已发表论文

基于成人炎症和营养指标的机器学习预测非小细胞肺癌:一项横断面研究

 

Authors Wang Q , Liang T , Li Y , Liu X

Received 11 January 2024

Accepted for publication 23 May 2024

Published 30 May 2024 Volume 2024:16 Pages 527—535

DOI https://doi.org/10.2147/CMAR.S454638

Checked for plagiarism Yes

Review by Single anonymous peer review

Peer reviewer comments 2

Editor who approved publication: Professor Seema Singh

Qiaoli Wang,1,* Tao Liang,2,* Yuexi Li,1,* Xiaoqin Liu1 

1Department of Health Screening Center, Deyang Peoples’ Hospital, Deyang, Sichuan, 618000, People’s Republic of China; 2Department of Gastroenterology, Deyang Peoples’ Hospital, Deyang, Sichuan, 618000, People’s Republic of China

*These authors contributed equally to this work

Correspondence: Xiaoqin Liu, Email 66823572@qq.com

Purpose: The aim of this study was to evaluate the potential benefit of blood inflammation in the diagnosis of non-small cell lung cancer (NSCLC) and propose a machine-learning-based method to predict NSCLC in asymptomatic adults.
Patients and Methods: A cross-sectional study was evaluated using medical records of 139 patients with non-small cell lung cancer and physical examination data from May 2022 to May 2023 of 198 healthy controls. The NSCLC cohort comprised 128 cases of adenocarcinoma, 3 cases of squamous cell carcinoma, and 8 cases of other NSCLC subtypes. The correlation between inflammatory and nutritional markers, such as monocytes, neutrophils, LMR, NLR, PLR, PHR and non-small cell lung cancer was examined. Features were selected using Python’s feature selection library and analyzed by five algorithms. The predictive ability of the model for non-small cell lung cancer diagnosis was assessed by precision, accuracy, recall, F1 score, and area under the curve (AUC).
Results: The results showed that the top 14 important factors were PDW, age, TP, RBC, HGB, LYM, LYM%, RDW, PLR, LMR, PHR, MONO, MONO%, gender.
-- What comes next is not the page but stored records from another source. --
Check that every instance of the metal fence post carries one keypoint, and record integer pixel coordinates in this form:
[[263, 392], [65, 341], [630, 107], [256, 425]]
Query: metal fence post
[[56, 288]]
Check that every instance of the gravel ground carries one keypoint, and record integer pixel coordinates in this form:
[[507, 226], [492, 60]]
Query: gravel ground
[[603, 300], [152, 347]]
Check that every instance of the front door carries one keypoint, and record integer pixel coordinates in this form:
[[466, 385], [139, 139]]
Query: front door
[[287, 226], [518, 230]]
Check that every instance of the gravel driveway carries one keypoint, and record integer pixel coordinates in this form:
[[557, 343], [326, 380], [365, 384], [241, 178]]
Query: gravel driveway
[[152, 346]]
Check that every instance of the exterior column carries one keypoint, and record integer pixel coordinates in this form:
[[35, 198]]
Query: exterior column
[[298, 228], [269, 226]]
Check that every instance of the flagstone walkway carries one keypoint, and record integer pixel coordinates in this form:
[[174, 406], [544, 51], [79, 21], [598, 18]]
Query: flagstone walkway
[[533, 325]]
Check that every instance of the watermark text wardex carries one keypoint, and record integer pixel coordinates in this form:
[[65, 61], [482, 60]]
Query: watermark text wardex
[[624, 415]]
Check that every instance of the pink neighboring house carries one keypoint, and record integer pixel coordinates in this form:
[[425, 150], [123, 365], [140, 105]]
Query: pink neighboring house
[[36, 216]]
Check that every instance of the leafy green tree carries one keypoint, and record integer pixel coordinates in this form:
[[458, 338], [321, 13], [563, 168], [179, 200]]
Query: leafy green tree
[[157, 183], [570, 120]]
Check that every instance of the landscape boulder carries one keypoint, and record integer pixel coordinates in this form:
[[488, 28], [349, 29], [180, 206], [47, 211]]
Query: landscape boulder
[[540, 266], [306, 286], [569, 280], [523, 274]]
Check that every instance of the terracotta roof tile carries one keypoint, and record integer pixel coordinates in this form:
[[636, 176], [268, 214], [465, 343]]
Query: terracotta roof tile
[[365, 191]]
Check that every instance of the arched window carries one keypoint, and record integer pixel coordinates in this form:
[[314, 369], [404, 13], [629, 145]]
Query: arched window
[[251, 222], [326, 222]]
Additionally, the naive Bayes (NB) algorithm demonstrated the highest overall performance in predicting adult NSCLC among the five machine learning algorithms, achieving an accuracy of 0.87, a macro average F1 score of 0.85, a weighted average F1 score of 0.87, and an AUC of 0.84.
Conclusion: In feature ranking, platelet distribution width was the most important feature, and the NB algorithm performed best in predicting adult NSCLC diagnosis.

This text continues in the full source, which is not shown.